BOT- Balance Of Trade
The Balance of Trade is the difference between the income that a country receives from exports and the investment it spends on imports, for example the balance of trade between deficit-surplus or adverse-favourable balance of trade.
The short name of this economic term is BOT.
The Trade Balance is applied to help economists and analysts to understand the strength of a country's economy in partnership with other countries.
The exact formula for calculating the BOT can be streamlined as the total value of imports minus the total value of exports.
From another point of view, a trade surplus or a deficit is not always a reliable proof of an economy’s prosperity and it must be affirmed in the context of the business programmed sequence and other economic indicators. For example, in a recession, countries opt more for export than for to create jobs.
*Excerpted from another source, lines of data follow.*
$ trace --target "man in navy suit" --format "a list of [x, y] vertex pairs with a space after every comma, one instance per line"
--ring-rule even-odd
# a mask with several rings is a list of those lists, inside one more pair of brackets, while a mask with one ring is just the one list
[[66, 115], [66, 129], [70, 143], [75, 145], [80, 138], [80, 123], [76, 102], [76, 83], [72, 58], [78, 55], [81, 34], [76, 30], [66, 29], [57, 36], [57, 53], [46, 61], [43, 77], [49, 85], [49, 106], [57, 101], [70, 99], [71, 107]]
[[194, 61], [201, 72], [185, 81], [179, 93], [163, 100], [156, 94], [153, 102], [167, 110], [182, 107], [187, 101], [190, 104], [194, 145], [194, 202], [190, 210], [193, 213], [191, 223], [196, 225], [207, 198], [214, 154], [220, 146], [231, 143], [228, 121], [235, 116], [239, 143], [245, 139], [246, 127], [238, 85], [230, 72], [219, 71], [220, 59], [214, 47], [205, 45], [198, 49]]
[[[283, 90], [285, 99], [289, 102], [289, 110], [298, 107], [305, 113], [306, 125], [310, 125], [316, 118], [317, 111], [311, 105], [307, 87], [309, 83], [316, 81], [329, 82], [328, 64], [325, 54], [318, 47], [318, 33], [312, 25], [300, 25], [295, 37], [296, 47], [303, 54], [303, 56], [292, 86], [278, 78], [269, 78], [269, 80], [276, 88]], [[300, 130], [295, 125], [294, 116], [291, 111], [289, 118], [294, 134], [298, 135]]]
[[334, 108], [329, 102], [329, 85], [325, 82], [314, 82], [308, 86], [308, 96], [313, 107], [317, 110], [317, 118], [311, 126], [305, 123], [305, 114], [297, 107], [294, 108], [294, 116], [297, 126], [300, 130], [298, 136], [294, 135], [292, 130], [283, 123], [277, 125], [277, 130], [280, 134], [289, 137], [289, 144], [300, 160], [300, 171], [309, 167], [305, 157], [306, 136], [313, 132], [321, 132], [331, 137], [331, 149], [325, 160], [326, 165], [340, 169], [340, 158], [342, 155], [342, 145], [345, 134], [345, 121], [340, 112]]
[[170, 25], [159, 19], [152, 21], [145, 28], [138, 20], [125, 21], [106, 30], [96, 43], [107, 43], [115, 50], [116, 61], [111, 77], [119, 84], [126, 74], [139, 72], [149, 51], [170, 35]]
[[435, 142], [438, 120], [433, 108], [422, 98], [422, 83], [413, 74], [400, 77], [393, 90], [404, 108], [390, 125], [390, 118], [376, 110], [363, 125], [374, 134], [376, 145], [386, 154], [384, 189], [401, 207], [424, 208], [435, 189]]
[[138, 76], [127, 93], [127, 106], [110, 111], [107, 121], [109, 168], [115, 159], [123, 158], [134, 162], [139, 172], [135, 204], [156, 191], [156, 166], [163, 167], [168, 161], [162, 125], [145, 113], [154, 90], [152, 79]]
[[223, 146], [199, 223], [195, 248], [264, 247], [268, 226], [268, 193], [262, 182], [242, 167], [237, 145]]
Considering the economic expansion, countries opt in favor of importing than to promote price competition. The BOT has a direct connection with balance of payments which represents the total sum of all economic transactions between one country and its trading partners around the world. This economic concept formed between countries is divided into two types: Favorable BOT and Unfavorable BOT.
Economies that depend on global commodity prices are included in Unfavorable BOT. As for Favorable BOT, it includes competitive advantage and trade surplus. These two methods are defined as visible trade and invisible trade.
Without International trade and Balance trade each country would have to be totally self-sufficient. Each would have to realize what it could produce on its own. This would be the same as a human being totally self-sufficient, providing all goods and services that would accomplish all needs. International trade allows each nation to specialize in the production of those goods it can produce most efficiently.